Schumann pocht auf "klare und faire Spielregeln"
Mit den Klagen, die auf Unterlassung zielen, will Sozialministerin Korinna Schumann (SPÖ) "klare und faire Spielregeln" schaffen: Preisaktionen müssten "für alle nachvollziehbar und fair" sein, betont sie in einer Mitteilung, zumal "die Menschen seit Jahren stark durch hohe Preise belastet" seien und beim Lebensmitteleinkauf daher jeder Euro zähle. Sie stößt damit in dasselbe Horn wie ihr Parteikollege, Finanzminister Markus Marterbauer (SPÖ), der unlängst eine Debatte über hohe Lebensmittelpreise bzw. mögliche Eingriffe in die Preise in Österreich angestoßen hat. Für SPÖ-Chef und Vizekanzler Andreas Babler sind Markteingriffe denkbar, wie er am Mittwoch im APA-Gespräch sagte.
Tatsächlich dürfte es sich für viele Österreicher um eine sensible Angelegenheit handeln, sehen sich diese doch nach wie vor mit einer relativ starken Teuerung im Lebensmittelbereich konfrontiert und gilt der Aktionsanteil im Lebensmittelhandel hierzulande im EU-Vergleich doch als besonders hoch. In Österreich wird der Lebensmittelmarkt zu nahezu 90 Prozent von großen Ketten - darunter jene, gegen die der VKI bzw. das Sozialministerium nun vorgeht - dominiert.

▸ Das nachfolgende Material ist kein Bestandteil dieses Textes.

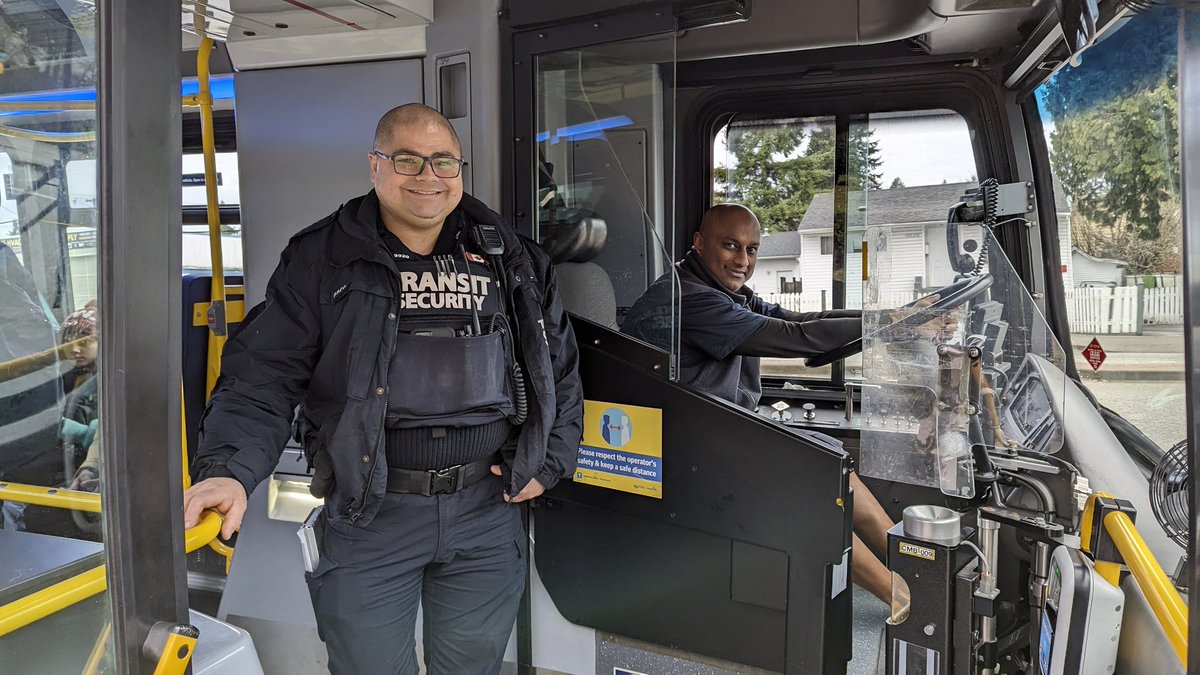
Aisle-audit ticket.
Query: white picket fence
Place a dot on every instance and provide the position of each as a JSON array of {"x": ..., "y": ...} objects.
[
  {"x": 1099, "y": 311},
  {"x": 1122, "y": 309}
]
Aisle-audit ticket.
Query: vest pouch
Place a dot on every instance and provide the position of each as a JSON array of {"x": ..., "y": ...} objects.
[{"x": 439, "y": 381}]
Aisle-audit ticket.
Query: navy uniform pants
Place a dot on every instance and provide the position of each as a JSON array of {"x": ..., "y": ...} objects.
[{"x": 460, "y": 555}]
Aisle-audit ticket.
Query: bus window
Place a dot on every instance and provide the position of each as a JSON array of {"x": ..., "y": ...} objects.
[
  {"x": 197, "y": 251},
  {"x": 779, "y": 168},
  {"x": 1111, "y": 124},
  {"x": 49, "y": 330},
  {"x": 905, "y": 168},
  {"x": 605, "y": 153}
]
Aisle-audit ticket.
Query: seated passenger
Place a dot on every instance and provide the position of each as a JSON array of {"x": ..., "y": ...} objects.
[
  {"x": 78, "y": 339},
  {"x": 724, "y": 330}
]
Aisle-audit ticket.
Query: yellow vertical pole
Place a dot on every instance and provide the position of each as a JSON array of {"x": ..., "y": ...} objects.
[{"x": 217, "y": 326}]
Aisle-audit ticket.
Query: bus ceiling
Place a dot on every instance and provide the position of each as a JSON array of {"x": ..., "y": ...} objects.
[{"x": 1033, "y": 37}]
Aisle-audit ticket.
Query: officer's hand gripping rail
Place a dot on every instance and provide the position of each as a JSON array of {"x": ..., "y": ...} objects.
[
  {"x": 1110, "y": 536},
  {"x": 40, "y": 604}
]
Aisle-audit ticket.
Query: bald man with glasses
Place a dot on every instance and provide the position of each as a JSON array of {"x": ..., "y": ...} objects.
[{"x": 436, "y": 372}]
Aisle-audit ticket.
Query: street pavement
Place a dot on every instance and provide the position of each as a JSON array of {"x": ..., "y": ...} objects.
[{"x": 1141, "y": 380}]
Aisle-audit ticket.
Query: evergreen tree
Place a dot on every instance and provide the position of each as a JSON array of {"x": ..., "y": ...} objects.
[{"x": 777, "y": 168}]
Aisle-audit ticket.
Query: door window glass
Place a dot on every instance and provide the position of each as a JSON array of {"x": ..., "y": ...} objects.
[
  {"x": 604, "y": 187},
  {"x": 49, "y": 396},
  {"x": 1111, "y": 124}
]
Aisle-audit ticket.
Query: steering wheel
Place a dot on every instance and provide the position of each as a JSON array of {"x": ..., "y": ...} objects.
[{"x": 961, "y": 291}]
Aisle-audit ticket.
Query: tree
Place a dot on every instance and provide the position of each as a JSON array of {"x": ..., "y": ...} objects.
[
  {"x": 777, "y": 168},
  {"x": 1115, "y": 144}
]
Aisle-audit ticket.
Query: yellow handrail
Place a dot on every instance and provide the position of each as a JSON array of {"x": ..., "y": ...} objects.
[
  {"x": 30, "y": 363},
  {"x": 57, "y": 497},
  {"x": 37, "y": 605},
  {"x": 17, "y": 106},
  {"x": 1161, "y": 593},
  {"x": 208, "y": 142}
]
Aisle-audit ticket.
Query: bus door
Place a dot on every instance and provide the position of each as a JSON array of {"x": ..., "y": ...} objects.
[
  {"x": 90, "y": 537},
  {"x": 693, "y": 531}
]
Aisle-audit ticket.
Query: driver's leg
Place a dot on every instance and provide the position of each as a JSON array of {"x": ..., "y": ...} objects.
[
  {"x": 870, "y": 520},
  {"x": 868, "y": 572}
]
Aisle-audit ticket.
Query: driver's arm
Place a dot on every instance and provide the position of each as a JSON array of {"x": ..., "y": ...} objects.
[
  {"x": 792, "y": 339},
  {"x": 777, "y": 311}
]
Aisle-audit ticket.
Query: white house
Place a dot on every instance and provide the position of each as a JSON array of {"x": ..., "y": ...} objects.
[
  {"x": 916, "y": 222},
  {"x": 779, "y": 264},
  {"x": 1090, "y": 270}
]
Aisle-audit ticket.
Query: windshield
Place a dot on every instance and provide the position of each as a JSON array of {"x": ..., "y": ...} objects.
[{"x": 976, "y": 365}]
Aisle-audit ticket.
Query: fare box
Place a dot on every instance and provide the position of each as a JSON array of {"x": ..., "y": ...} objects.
[{"x": 622, "y": 448}]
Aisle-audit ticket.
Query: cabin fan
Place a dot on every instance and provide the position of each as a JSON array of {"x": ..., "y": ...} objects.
[{"x": 1170, "y": 488}]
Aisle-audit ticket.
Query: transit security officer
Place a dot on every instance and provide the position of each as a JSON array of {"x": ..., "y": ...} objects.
[{"x": 439, "y": 387}]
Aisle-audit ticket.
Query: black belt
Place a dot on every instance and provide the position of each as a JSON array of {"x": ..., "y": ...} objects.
[{"x": 439, "y": 481}]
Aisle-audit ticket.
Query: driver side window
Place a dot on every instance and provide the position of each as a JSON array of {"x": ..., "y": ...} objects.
[{"x": 906, "y": 168}]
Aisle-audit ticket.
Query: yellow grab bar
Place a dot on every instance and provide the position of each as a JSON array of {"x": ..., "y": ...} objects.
[
  {"x": 57, "y": 497},
  {"x": 1161, "y": 593},
  {"x": 40, "y": 604},
  {"x": 30, "y": 363}
]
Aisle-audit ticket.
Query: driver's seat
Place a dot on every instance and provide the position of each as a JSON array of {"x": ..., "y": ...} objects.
[{"x": 583, "y": 286}]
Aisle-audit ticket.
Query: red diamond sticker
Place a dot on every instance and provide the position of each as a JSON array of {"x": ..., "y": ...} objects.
[{"x": 1095, "y": 353}]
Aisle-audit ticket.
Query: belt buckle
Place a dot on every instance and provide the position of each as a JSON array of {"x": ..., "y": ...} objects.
[{"x": 444, "y": 479}]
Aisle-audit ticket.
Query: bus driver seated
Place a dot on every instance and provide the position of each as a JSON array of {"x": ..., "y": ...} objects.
[{"x": 725, "y": 329}]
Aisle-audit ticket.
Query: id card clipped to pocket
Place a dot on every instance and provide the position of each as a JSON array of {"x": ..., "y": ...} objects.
[{"x": 309, "y": 549}]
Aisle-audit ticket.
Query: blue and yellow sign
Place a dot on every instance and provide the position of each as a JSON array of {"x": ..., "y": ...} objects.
[{"x": 622, "y": 448}]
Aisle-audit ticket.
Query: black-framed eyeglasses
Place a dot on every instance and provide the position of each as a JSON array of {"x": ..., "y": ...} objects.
[{"x": 407, "y": 163}]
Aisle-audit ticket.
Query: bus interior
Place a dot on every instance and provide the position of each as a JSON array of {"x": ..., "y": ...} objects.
[{"x": 1018, "y": 169}]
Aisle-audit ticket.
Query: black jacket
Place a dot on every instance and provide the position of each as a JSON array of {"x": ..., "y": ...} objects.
[{"x": 324, "y": 336}]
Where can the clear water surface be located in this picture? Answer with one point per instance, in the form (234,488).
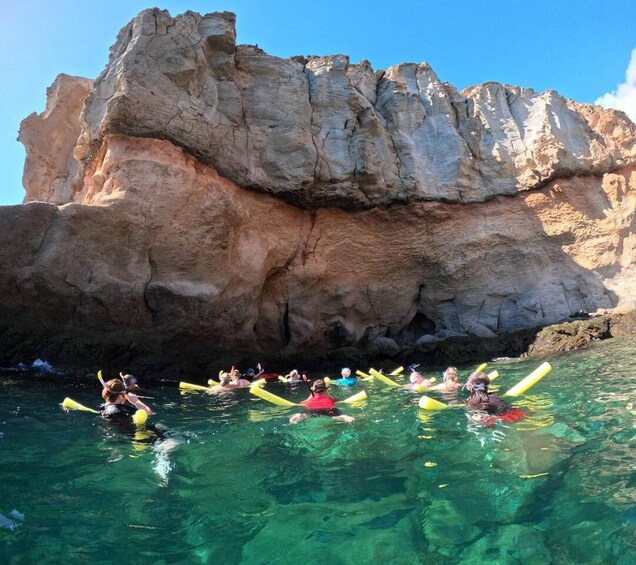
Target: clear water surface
(228,480)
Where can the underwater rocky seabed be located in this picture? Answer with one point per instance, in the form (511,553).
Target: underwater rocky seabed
(227,480)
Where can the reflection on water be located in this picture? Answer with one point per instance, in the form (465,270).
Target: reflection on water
(227,479)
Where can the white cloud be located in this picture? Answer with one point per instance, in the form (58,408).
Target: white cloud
(624,97)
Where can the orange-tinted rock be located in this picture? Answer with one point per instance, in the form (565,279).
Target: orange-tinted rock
(284,208)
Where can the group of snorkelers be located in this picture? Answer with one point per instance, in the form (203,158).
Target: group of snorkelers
(119,400)
(479,397)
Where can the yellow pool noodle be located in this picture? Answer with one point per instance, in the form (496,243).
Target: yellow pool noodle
(532,379)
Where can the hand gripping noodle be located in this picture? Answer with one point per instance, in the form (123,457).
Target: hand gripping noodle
(362,395)
(70,404)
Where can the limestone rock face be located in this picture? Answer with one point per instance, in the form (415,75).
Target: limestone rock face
(325,132)
(50,139)
(209,199)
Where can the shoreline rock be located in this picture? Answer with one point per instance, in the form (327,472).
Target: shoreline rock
(205,198)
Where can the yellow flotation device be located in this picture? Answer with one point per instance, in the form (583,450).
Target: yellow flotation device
(362,395)
(386,380)
(532,379)
(189,386)
(428,403)
(140,417)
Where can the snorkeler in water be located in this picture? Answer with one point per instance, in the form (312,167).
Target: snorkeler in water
(417,380)
(320,403)
(118,401)
(225,385)
(451,381)
(480,399)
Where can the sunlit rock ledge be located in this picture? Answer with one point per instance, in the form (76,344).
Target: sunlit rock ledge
(202,201)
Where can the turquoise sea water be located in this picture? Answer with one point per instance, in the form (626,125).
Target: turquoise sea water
(228,480)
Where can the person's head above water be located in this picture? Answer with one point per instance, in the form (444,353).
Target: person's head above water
(451,374)
(478,383)
(113,390)
(319,386)
(130,382)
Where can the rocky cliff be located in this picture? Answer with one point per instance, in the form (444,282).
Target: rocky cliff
(200,198)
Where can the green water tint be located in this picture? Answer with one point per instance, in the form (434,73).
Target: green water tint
(226,479)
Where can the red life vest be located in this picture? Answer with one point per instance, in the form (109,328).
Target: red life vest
(320,403)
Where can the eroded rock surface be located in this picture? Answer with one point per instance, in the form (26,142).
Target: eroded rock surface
(217,199)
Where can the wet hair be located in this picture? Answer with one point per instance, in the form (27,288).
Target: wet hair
(130,381)
(451,374)
(113,390)
(478,384)
(319,386)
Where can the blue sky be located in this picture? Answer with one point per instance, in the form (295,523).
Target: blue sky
(580,48)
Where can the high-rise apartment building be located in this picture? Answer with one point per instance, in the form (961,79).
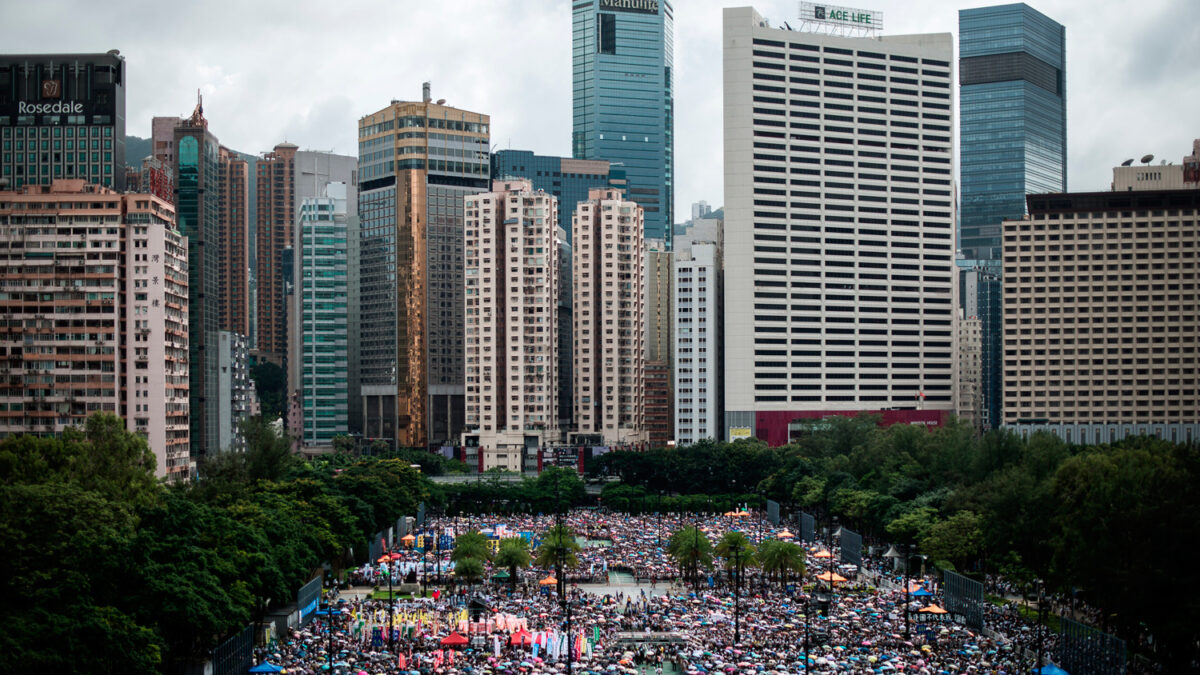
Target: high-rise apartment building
(319,347)
(511,322)
(659,344)
(567,179)
(63,117)
(1013,107)
(211,208)
(699,332)
(94,315)
(609,320)
(839,226)
(418,161)
(1102,329)
(623,58)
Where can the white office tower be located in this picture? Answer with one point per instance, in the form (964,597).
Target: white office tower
(839,225)
(511,322)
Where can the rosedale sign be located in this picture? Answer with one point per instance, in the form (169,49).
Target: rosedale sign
(841,16)
(61,107)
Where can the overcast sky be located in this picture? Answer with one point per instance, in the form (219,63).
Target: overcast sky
(306,71)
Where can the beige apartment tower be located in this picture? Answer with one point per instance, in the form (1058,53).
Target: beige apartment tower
(609,284)
(511,322)
(94,315)
(1102,322)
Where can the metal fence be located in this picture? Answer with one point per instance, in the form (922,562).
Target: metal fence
(964,597)
(307,599)
(851,547)
(808,527)
(1084,649)
(235,655)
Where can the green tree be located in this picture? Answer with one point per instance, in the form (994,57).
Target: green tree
(691,550)
(557,550)
(514,555)
(781,559)
(954,539)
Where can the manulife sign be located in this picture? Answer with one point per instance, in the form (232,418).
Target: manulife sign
(841,16)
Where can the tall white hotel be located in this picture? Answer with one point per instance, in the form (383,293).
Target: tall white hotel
(839,231)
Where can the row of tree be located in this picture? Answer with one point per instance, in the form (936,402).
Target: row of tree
(1114,524)
(108,571)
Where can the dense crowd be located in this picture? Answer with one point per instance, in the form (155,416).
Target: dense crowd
(855,627)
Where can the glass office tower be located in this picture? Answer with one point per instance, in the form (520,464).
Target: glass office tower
(1013,142)
(623,99)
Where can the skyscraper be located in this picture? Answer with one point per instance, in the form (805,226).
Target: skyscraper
(1013,106)
(839,226)
(609,316)
(511,322)
(418,161)
(63,115)
(623,60)
(318,364)
(111,330)
(209,191)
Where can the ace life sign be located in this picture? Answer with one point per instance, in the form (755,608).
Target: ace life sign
(844,17)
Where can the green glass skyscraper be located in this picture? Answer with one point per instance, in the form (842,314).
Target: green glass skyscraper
(624,100)
(1013,142)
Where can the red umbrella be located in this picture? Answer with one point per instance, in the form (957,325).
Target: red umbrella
(454,640)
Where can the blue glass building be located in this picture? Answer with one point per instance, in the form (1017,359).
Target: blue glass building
(562,177)
(1013,142)
(1013,103)
(623,99)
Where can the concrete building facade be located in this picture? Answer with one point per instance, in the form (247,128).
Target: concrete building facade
(623,99)
(1101,311)
(699,332)
(94,315)
(511,323)
(609,321)
(63,117)
(418,161)
(839,227)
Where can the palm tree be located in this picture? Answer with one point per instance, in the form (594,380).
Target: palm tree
(469,545)
(557,550)
(690,548)
(514,555)
(731,542)
(469,569)
(780,557)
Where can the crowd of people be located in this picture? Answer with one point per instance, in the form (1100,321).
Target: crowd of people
(719,628)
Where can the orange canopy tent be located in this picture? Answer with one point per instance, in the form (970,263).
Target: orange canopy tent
(831,577)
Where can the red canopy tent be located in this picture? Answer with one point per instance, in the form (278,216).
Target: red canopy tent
(454,640)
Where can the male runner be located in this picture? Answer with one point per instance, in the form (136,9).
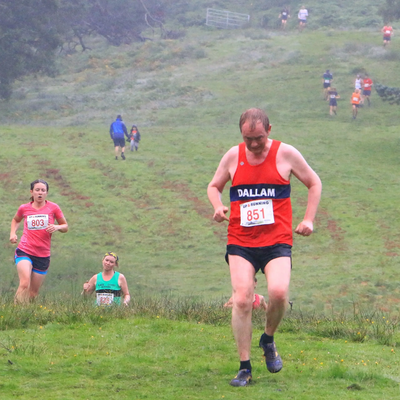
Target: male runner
(260,228)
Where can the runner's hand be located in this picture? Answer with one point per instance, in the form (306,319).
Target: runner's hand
(219,214)
(305,228)
(14,239)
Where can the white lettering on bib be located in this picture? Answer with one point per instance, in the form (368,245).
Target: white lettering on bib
(105,299)
(258,212)
(36,222)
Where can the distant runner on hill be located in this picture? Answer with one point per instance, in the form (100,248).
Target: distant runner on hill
(327,79)
(367,86)
(135,138)
(358,82)
(302,16)
(355,102)
(284,15)
(387,31)
(333,95)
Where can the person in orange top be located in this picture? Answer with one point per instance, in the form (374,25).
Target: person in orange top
(387,31)
(355,102)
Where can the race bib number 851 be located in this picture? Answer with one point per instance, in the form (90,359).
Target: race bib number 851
(258,212)
(36,222)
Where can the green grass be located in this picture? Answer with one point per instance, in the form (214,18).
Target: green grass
(140,358)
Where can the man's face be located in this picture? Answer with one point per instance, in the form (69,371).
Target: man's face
(255,139)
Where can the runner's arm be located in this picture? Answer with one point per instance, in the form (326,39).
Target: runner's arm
(61,227)
(305,174)
(216,186)
(14,227)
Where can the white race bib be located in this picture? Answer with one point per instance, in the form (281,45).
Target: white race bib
(36,222)
(105,299)
(256,212)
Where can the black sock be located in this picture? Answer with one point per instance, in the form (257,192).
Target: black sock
(245,365)
(266,339)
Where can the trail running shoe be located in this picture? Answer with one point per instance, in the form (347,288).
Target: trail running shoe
(272,358)
(243,378)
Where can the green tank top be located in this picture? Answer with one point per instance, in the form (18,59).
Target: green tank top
(108,292)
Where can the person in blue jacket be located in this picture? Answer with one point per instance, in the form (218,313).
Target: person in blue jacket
(118,132)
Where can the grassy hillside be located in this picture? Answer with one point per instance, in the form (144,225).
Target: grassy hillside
(186,96)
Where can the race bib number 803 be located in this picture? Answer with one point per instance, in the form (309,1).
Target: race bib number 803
(36,222)
(258,212)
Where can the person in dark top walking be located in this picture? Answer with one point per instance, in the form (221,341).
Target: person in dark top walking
(118,132)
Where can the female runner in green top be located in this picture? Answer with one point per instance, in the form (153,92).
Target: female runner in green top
(109,284)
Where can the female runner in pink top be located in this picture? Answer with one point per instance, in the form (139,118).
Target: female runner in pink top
(32,255)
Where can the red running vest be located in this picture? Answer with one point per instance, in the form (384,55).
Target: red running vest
(251,187)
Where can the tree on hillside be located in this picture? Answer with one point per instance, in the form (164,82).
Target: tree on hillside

Lebensmittelketten: Kennen Inhalt der Klage nicht
Von Spar, der Billa-Mutter Rewe, Lidl und Hofer hieß es zu den Vorwürfen auf APA-Anfrage unisono, dass man den Inhalt der Klage noch nicht kenne und daher keinen Kommentar abgeben könne. Ähnlich Handelsverband-Geschäftsführer Rainer Will im Ö1-"Morgenjournal": "Die Regularien und Gesetze zur Preisauszeichnung sind in kaum einem Land so streng wie in Österreich, und unsere Lebensmittelhändler halten sich daran. Wir können die Klage noch nicht kommentieren, weil sie den vier betroffenen Händlern leider noch gar nicht zugestellt wurde."
Die Grünen begrüßten die Klage in einer Aussendung. Damit werde aber nur ein Teilproblem gelöst, die Regierung müsse nun insgesamt etwas gegen hohe Preise tun - auch im Energiebereich. Unterstützung für das Vorgehen des Sozialministeriums kam zudem vom Gewerkschaftsbund (ÖGB).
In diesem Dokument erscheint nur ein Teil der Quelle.